Sebagai tulang punggung keluarga setelah kehilangan ayahnya beberapa bulan lalu, Yayuk harus mempersiapkan keperluan ibunya yang sering sakit-sakitan. Minuman air hangat dan makanan telah terhidang di meja samping tempat tidur ibunya. Setelah berpamitan, dia segera berangkat untuk menjalankan kewajiban sebagai warga negara yang aktif dalam proses demokrasi.
Dengan menggunakan sepeda motor roda tiga sebagai alat transportasi kesayangannya, Yayuk menuju TPS. Kaus hitam bertuliskan “Wanita Tangguh” di punggung membalut badannya. Meski jarak rumah ke TPS sekira 500 meter, namun dengan keterbatasannya, dia akan kesulitan jika hanya mengandalkan tongkat kruk untuk berjalan.
“TPS di sini lokasinya relatif datar karena berada di gang jalan. Cukup mudah untuk kita masuk maupun keluar, karena aksesnya dipisah. Termasuk yang pakai kursi roda atau tongkat kruk seperti saya ini, bisa melintas dengan mudah,” jelasnya.
Sembari mengantre dipanggil untuk mencoblos, Yayuk mengamati kondisi TPS dengan segala kelengkapannya. Satu persatu warga menggunakan hak pilih dan mengakhirinya dengan mencelupkan jari ke tinta.
“Pada Pemilu 2019 saya pernah berteriak lantang. Waktu itu ketika saya mau mencoblos, di list sebagai warga normal biasa tidak tertulis sebagai disabilitas. Selain itu, akses jalan keluar masuk jadi satu itu akan merepotkan terutama bagi disabilitas yang pakai kursi roda atau tongkat,” beber dia.
“Selain itu, tempat duduk untuk menunggu lokasinya berdekatan dengan bilik suara. Jadi kalau ada orang yang mencoblos akan terlihat. Akibat saya komplain itu, pencoblosan dihentikan sekira 30 menit, untuk mengubah layout. Karena kalau tidak diubah ya saya laporkan ke Bawaslu,” terangnya berapi-api.
Yayuk berkomunikasi dengan petugas Kelompok Penyelenggara Pemungutan Suara (KPPS) tentang jumlah pemilih yang telah menggunakan hak suaranya dari 284 warga masuk Daftar Pemilih Tetap (DPT). Dua petugas Linmas juga terlihat cekatan membantu ketika melihat warga lansia yang kesulitan berjalan menuju bilik suara.
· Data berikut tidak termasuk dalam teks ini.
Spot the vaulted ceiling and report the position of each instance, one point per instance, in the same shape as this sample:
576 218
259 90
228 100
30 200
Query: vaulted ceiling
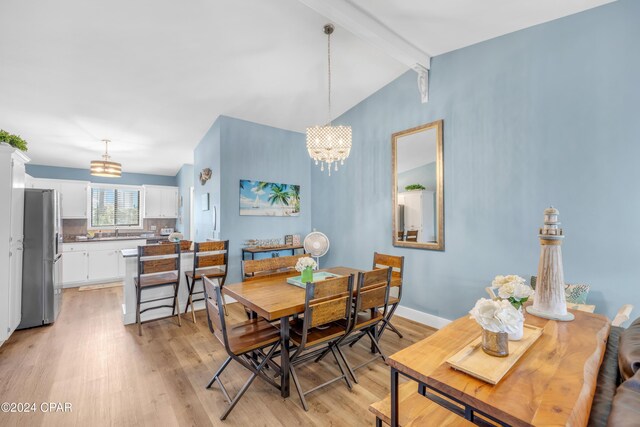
152 75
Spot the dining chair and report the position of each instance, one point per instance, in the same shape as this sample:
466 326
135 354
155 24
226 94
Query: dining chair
210 259
371 307
158 266
268 267
412 236
185 245
397 275
327 318
261 268
244 343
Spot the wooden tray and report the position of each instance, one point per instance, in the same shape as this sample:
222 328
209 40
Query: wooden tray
475 362
317 277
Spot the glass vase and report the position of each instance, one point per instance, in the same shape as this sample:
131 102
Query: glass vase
307 275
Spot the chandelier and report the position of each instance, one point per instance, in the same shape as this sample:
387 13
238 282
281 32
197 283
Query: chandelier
329 144
106 167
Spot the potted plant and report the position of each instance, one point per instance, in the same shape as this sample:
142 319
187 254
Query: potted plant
414 187
498 319
306 265
513 288
13 140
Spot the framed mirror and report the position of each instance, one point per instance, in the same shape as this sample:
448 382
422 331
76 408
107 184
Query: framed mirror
418 187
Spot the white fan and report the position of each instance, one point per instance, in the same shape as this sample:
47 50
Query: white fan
316 244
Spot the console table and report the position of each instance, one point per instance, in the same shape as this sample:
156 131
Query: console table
553 383
252 251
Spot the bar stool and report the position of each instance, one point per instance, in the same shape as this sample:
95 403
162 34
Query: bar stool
210 259
158 266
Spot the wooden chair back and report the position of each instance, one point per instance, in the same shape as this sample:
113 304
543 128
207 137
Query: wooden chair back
211 254
155 259
215 312
373 290
412 236
185 245
327 301
269 266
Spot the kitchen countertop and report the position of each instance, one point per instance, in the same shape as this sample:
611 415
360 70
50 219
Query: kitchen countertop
111 239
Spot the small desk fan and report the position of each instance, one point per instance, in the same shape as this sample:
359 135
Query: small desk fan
316 244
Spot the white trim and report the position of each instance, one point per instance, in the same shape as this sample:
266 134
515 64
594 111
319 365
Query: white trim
422 317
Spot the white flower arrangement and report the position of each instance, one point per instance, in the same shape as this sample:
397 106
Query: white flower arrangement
497 316
513 289
305 262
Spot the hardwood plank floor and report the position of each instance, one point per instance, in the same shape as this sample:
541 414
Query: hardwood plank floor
111 376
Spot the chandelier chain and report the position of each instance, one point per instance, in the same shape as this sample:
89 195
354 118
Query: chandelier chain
329 75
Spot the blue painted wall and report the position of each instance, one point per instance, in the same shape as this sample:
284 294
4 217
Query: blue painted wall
54 172
262 153
544 116
207 155
184 181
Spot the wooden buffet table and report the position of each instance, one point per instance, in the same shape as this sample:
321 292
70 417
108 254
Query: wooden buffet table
252 251
274 299
552 384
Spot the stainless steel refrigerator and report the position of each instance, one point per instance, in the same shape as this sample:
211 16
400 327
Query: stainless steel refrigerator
42 262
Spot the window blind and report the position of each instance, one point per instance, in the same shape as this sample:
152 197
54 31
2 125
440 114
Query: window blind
114 207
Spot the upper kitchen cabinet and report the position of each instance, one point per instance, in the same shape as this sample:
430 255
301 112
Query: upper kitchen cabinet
160 201
73 195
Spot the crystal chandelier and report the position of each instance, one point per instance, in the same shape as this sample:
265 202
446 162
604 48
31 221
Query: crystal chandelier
329 144
106 167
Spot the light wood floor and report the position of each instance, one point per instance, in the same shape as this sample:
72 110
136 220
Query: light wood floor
111 376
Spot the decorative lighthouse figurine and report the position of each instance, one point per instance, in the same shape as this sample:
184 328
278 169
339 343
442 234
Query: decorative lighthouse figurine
549 301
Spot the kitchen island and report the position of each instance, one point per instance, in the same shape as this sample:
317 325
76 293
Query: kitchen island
131 271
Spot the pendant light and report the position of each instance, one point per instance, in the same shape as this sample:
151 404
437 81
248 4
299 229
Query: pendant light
106 167
329 144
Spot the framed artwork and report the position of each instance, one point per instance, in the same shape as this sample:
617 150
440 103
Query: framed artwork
204 201
263 198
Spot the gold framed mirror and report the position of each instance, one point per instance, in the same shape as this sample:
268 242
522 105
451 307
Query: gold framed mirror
418 187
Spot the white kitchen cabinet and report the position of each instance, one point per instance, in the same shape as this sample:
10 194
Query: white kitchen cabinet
74 195
161 201
103 265
12 183
95 262
419 213
75 267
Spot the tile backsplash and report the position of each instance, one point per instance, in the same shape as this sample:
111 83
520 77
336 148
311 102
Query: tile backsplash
78 227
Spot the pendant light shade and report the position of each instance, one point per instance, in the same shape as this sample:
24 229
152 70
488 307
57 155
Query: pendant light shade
329 144
105 167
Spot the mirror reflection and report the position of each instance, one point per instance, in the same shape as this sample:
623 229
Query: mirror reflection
418 187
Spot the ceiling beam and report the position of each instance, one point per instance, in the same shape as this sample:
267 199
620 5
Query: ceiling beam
366 27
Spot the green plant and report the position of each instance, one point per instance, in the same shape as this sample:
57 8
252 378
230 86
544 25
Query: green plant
13 140
415 187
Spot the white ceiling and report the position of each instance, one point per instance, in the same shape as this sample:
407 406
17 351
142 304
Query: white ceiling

“Kalau hari ini tadi, semua aman. Hanya kain terpal penutup atas yang airnya sempat tumpah. Kan hujan deras pagi tadi, untung tidak mengguyur warga yang menunggu,” imbuhnya seraya tertawa.
Bukan Sekadar Uang
Setelah mencoblos, Trima Rahayu tidak pulang langsung, melainkan tetap bertahan untuk mengawasi proses penghitungan suara. Bersama petugas Pengawas TPS dan pengawas dari partai politik, mereka mencermati lembar demi lembar surat suara yang dihitung.
“Kalau saya ini kan pengawas mandiri atau independen, yang disebut juga pengawas partisipatif. Beberapa waktu lalu saya bersama disabilitas lainnya sempat diajak pertemuan dengan Bawaslu Jateng untuk ikut mengawasi Pemilu,” tuturnya.
“Ya meski tidak mendapatkan bayaran sebagai sebagai pengawas independen, tapi bagi kami tanggung jawab sosial sebagai warga negara jauh lebih berharga daripada sekadar uang. Semoga pemimpin dan demokrasi ke depan juga lebih berpihak kepada disabilitas,” harap Yayuk.
Ketua KPPS TPS 12 Kelurahan Ngesrep, Sularno, menyampaikan terdapat 235 pemilih yang hadir dari 284 warga tercatat di DPT. Pemungutan suara tak hanya dilakukan di bilik suara, tetapi jika terdapat lansia sakit maka pencoblosan bisa dilakukan di rumah masing-masing.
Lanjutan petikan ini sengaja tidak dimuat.